Cyber Incident Victim: Belletti Ascensori
Date:
Oct 2022
Location:
Italy
Summary
Belletti Ascensori, an Italian elevator and lift manufacturer with a multi-generational history and approximately 30 employees, fell victim to a LockBit 3.0 ransomware attack. The threat actors deviated from their typical tactics by omitting sample leaks or countdown delays, instead publishing a detailed company profile on their data leak site highlighting the organization's operational legacy and trusted external collaborators. LockBit, operating under a ransomware-as-a-service model, has previously targeted numerous Italian public and private entities, including municipal governments and tourism agencies. The incident exposed sensitive organizational details but did not disclose specific operational disruptions or data exfiltration claims.
| CIA Posture | Motives | Tactics, Techniques & Procedures |
|---|---|---|
| Available to members | 2 motives | 1 technique |
| Threat Actor | Type | Location |
|---|---|---|
| 1 actor | Available to members | Available to members |
Description
On or around October 30, 2022, Italian elevator and lift manufacturer Belletti Ascensori suffered a ransomware attack attributed to the LockBit 3.0 criminal group.
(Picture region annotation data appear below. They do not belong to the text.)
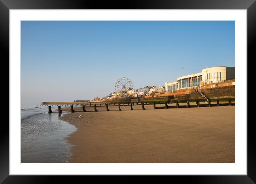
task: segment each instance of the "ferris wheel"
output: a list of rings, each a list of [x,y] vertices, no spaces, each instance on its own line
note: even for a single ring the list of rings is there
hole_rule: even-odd
[[[132,81],[126,77],[122,77],[118,80],[115,83],[115,92],[119,93],[120,96],[123,93],[126,93],[129,95],[128,91],[133,89],[133,84]]]

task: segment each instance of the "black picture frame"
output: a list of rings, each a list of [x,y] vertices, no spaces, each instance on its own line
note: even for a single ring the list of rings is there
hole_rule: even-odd
[[[122,1],[69,0],[0,0],[0,43],[1,58],[9,59],[9,10],[30,9],[216,9],[247,10],[247,60],[255,58],[253,48],[256,42],[256,0],[135,0]],[[4,57],[3,57],[4,56]],[[247,77],[247,76],[243,76]],[[247,89],[245,92],[247,93]],[[10,97],[9,96],[9,98]],[[10,99],[10,98],[9,98]],[[247,99],[245,100],[247,101]],[[245,107],[247,108],[247,107]],[[247,122],[246,122],[247,123]],[[179,182],[197,183],[255,183],[256,182],[255,134],[254,121],[247,123],[247,175],[169,176]],[[3,183],[58,183],[68,179],[64,176],[9,175],[9,126],[2,123],[0,135],[0,182]],[[79,177],[80,178],[80,177]],[[150,179],[151,180],[151,179]],[[132,181],[132,180],[131,181]]]

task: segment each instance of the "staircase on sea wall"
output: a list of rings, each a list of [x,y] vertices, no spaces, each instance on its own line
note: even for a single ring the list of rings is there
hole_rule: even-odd
[[[209,101],[208,98],[206,97],[205,96],[205,95],[203,93],[202,93],[202,92],[201,92],[200,91],[200,90],[198,90],[197,89],[195,88],[195,91],[196,91],[198,93],[200,94],[200,95],[201,95],[202,97],[203,98],[205,98],[207,102],[208,102],[208,101]]]

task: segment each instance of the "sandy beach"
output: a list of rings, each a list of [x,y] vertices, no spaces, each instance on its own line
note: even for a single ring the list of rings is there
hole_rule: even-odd
[[[144,107],[122,106],[119,111],[112,105],[109,112],[103,106],[94,112],[92,106],[64,114],[62,120],[78,128],[67,138],[75,145],[70,162],[235,163],[235,106]]]

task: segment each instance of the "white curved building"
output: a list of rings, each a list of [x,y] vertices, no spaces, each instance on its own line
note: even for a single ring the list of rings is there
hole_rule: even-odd
[[[190,87],[198,86],[211,82],[233,79],[235,77],[235,67],[217,66],[203,69],[200,73],[182,76],[177,82],[165,82],[166,91],[172,91]]]

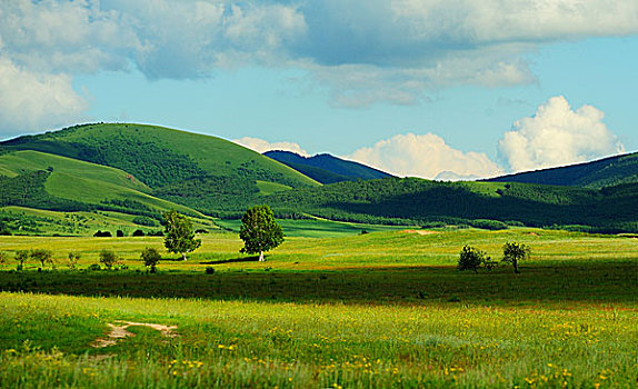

The attackers compromised the company's systems and subsequently published a message on LockBit's dedicated data leak site (DLS) instead of following their standard protocol of releasing stolen samples or offering countdown extensions for ransom negotiations. The published message contained a detailed description of Belletti Ascensori's corporate history, emphasizing its century-long operations since the 1900s, its workforce of thirty direct employees, and its network of trusted external collaborators. LockBit highlighted the company's technological modernization and market leadership position, framing the attack within the context of Belletti's generational legacy in industrial elevator manufacturing. No operational disruptions or specific compromised systems were disclosed in the available information. At the time of reporting, Belletti Ascensori had not issued an official public statement regarding the incident, though cybersecurity monitoring groups were actively tracking developments.
The LockBit ransomware operation, functioning under a ransomware-as-a-service (RaaS) model, had previously targeted multiple Italian organizations across both public and private sectors prior to the Belletti Ascensori intrusion. Documented public sector victims included ASP Messina, the municipalities of Villafranca, Gonzaga, and Gorizia, the National Tourism Agency, and ULSS6 Padova's healthcare network. LockBit's attack methodology typically involves data exfiltration followed by extortion threats to publish stolen information unless ransom demands are met. In this incident, the absence of standard countdown timers or sample releases represented a deviation from the group's usual tactics, though the fundamental objective of coercing payment through reputational and operational pressure remained consistent. The publication of corporate background details suggested strategic emphasis on exploiting Belletti's established market reputation as leverage. Cybersecurity analysts noted the incident as part of LockBit's continued focus on Italian targets but lacked confirmation regarding data volumes compromised, financial impacts, or remediation efforts undertaken by Belletti Ascensori.